In 2008 the Swedish horror film Let the Right One In pumped fresh blood into an anaemic vampire genre… so why the mad rush for a US version?

If you’re a hit-making studio exec, that’s a pretty easy question to answer: build on an existing foreign fan base, season with English-speaking stars, and get a nose-full of the glorious odour of a money making no-brainer. (Plus stoopid American’s only watch English-speaking films, right?)

But remakes aren’t artistically redundant by definition. If the producers are willing to put in the effort, you might even get a promising young director at the helm, someone artistically and commercially adept – a director like Cloverfield’s Matt Reeves.

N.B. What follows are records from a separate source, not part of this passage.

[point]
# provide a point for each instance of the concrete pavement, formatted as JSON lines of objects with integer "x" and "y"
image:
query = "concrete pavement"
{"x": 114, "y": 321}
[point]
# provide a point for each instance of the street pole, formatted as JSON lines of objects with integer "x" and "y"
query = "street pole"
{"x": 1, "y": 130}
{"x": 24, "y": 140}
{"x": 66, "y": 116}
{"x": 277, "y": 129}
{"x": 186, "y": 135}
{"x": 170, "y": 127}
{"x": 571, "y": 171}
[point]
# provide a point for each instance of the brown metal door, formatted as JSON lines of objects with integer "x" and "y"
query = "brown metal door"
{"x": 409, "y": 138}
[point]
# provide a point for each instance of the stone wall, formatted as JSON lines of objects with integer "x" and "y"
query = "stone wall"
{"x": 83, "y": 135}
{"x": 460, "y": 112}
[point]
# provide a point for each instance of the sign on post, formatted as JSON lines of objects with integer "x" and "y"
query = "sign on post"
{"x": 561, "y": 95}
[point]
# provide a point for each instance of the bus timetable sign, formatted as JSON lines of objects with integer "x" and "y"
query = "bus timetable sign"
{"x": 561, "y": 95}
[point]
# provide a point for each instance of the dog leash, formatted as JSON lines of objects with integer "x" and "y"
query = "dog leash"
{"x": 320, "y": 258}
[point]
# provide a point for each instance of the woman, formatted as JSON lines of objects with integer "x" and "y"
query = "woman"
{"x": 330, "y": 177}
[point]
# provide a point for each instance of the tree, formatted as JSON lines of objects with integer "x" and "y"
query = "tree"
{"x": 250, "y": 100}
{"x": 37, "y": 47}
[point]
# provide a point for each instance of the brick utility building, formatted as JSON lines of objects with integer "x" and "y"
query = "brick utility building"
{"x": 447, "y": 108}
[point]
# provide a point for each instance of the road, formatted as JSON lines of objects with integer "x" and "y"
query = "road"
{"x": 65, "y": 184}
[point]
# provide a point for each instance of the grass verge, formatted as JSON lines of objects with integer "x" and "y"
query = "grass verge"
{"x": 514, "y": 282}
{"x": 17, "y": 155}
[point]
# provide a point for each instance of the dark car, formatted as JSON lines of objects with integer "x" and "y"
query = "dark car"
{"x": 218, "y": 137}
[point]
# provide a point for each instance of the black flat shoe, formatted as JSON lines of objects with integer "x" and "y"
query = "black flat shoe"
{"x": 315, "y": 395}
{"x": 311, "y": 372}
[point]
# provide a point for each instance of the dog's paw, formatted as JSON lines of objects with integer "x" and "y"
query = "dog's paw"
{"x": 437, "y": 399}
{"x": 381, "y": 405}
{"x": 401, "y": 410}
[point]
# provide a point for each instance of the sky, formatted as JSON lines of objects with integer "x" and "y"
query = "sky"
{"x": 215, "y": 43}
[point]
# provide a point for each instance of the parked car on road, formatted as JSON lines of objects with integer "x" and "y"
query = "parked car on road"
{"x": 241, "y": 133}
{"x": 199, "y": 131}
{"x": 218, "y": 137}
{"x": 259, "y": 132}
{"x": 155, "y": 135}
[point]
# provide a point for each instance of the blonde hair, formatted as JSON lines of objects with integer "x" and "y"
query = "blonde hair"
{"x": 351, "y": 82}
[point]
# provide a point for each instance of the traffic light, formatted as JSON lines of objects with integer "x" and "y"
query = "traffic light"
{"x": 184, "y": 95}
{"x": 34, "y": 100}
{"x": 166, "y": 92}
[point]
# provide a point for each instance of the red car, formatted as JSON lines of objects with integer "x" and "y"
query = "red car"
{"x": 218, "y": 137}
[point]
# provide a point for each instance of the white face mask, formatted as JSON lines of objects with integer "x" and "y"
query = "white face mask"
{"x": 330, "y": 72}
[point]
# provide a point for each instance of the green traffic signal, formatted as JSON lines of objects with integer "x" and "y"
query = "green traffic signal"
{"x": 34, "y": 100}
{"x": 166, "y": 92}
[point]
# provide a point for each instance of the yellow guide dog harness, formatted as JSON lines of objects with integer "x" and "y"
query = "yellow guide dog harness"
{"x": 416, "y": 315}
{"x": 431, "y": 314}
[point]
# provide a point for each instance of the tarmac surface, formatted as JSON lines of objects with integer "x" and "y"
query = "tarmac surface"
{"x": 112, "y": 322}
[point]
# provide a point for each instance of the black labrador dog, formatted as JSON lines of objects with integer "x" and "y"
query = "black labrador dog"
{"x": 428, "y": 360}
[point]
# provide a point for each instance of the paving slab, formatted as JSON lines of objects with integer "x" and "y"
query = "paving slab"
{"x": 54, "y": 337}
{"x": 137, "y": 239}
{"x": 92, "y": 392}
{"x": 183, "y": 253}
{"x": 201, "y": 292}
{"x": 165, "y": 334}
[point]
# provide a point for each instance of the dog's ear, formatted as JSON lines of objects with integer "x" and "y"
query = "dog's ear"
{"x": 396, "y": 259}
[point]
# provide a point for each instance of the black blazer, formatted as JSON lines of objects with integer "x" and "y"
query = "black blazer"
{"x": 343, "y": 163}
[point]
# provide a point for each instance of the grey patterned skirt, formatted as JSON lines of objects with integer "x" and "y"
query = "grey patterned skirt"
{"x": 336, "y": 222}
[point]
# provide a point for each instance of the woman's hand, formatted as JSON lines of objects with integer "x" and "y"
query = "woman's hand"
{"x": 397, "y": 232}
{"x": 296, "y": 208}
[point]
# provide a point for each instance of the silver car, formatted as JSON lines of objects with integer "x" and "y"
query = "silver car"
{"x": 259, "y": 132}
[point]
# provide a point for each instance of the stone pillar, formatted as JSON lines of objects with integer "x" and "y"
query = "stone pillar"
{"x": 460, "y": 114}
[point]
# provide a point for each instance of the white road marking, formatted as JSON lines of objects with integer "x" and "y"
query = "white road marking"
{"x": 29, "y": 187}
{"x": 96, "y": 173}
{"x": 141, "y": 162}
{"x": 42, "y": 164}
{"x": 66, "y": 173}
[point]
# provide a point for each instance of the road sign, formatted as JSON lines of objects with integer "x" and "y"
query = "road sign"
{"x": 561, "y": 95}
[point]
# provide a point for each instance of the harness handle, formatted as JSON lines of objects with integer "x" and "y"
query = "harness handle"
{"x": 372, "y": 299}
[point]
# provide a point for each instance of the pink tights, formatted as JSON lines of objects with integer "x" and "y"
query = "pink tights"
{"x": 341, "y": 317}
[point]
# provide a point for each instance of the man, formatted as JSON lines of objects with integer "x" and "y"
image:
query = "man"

And he does a sterling job retelling this story of a bullied boy finding friendship with a nomadic girl vampire. Though his job is largely restricted to lifting the thoughtful tempo and desolated Swedish suburban vistas from Tomas Alfredson’s Let the Right One In, and placing them into a carbon copy American setting. So far, so 2008…

What is unique about Let Me In is the two young leads, Kodi Smit-McPhee (The Road) and Chloe Moretz (Kick Ass), who comfortably guide the film through its familiar surroundings.

Perversely, the only original flourish in Let Me In undoes all its fine mimetic work. As Abby the vampire is driven out to feed, she pounces upon a victim and the CG takes over. The character we’ve followed and empathised with due to her human qualities is shown dancing midair, moving at impossible speed with those clichés of the American vampire: fierce lenses and a mouth full of sharp gnashers (both purposefully missing from Let the Right One In).

True, it’s a joy to see these great actors playing great characters (much like Lina Leandersson and Kåre Hedebrant did the first time round), but the film’s success is otherwise so intrinsically linked to the 2008 original, if you get the urge to go see it, rent Let Me In instead.